Bayangkan saja jika ada permen BTS misalnya, jika Anda membeli dan memakannya, apakah Anda akan tetap menyimpan bungkusnya? Atau katakanlah Anda membeli nasi bungkus di warung tegal, dan kebetulan nasi bungkusnya punya desain BTS. Apakah Anda akan tetap menyimpan bungkus nasi bergambar BTS dengan semua paparan minyak? Tentu tidak, bukan?

Bukan hanya budaya, pandemi ternyata tak serta-merta mengubah perilaku seseorang dalam mencegah penyebanaran Covid-19 beserta mutannya yang beredar ribuan jenis di seluruh dunia, termasuk di Indonesia. 

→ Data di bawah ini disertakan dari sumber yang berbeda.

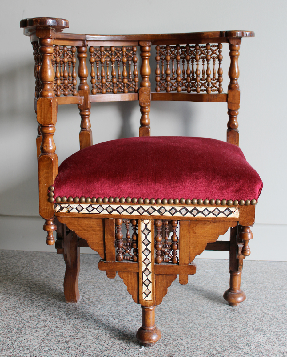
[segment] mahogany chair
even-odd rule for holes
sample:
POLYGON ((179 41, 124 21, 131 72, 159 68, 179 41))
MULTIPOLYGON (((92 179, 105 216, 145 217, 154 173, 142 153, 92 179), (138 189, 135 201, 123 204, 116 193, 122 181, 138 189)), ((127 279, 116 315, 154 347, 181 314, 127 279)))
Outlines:
POLYGON ((230 251, 230 287, 223 296, 232 306, 243 301, 242 263, 250 254, 250 227, 262 182, 238 147, 238 60, 242 37, 254 32, 78 35, 61 32, 69 27, 66 20, 47 17, 22 20, 20 26, 34 51, 40 213, 47 244, 54 244, 57 230, 56 248, 66 262, 67 302, 80 298, 81 247, 97 252, 99 269, 110 278, 117 272, 141 305, 137 337, 142 343, 160 338, 155 307, 178 275, 180 284, 187 283, 188 275, 196 272, 195 257, 205 250, 230 251), (230 50, 226 93, 222 85, 223 43, 230 50), (156 86, 152 91, 153 45, 156 86), (132 100, 139 101, 141 114, 139 137, 92 145, 91 103, 132 100), (227 142, 150 136, 152 100, 227 103, 227 142), (81 119, 80 150, 58 168, 53 139, 57 106, 72 104, 81 119), (230 228, 230 241, 217 241, 230 228))

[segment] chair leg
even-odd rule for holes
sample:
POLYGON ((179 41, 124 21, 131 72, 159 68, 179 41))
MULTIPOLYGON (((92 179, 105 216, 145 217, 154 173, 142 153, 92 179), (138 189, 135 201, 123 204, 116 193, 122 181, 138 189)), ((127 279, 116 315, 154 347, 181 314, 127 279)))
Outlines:
POLYGON ((245 293, 240 289, 243 260, 237 258, 238 230, 238 226, 230 228, 230 288, 223 295, 223 297, 231 306, 239 305, 246 298, 245 293))
POLYGON ((71 231, 64 240, 64 260, 66 272, 64 279, 64 293, 67 302, 78 302, 80 296, 78 287, 80 272, 80 248, 78 237, 71 231))
POLYGON ((142 309, 142 324, 137 330, 136 337, 141 343, 151 346, 161 337, 161 333, 155 323, 155 306, 148 307, 141 306, 142 309))

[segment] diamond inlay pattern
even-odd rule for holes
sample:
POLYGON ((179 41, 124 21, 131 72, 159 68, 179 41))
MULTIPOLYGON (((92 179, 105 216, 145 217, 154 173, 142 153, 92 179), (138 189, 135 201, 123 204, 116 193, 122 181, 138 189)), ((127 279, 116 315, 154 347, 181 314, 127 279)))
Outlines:
POLYGON ((141 244, 142 264, 142 298, 152 300, 152 275, 151 272, 151 225, 149 220, 141 221, 141 244))
POLYGON ((238 218, 235 207, 219 206, 155 206, 151 205, 55 203, 56 212, 96 214, 130 215, 131 216, 162 216, 174 217, 222 217, 238 218))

Menyimpan kemasan BTS Meal yang dibeli dari orang tak dikenal, bisa saja terkontaminasi droplet yang mengandung jejak virus Covid-19. Sekalipun dibersihkan dengan cairan disinfektan, kebanyakan jenis cairan disinfektan itu, yang konsentrasi alkoholnya tinggi, akan dapat menghancurkan kemasannya karena sifat materialnya yang begitu rapuh. 

Sekali usap dengan alcohol swab atau aseton misalnya, pasti akan ada lapisan laminasi yang terkelupas, dan itu tidak aman untuk dijadikan wadah makanan guna ulang layaknya piring plastik melamin di rumah.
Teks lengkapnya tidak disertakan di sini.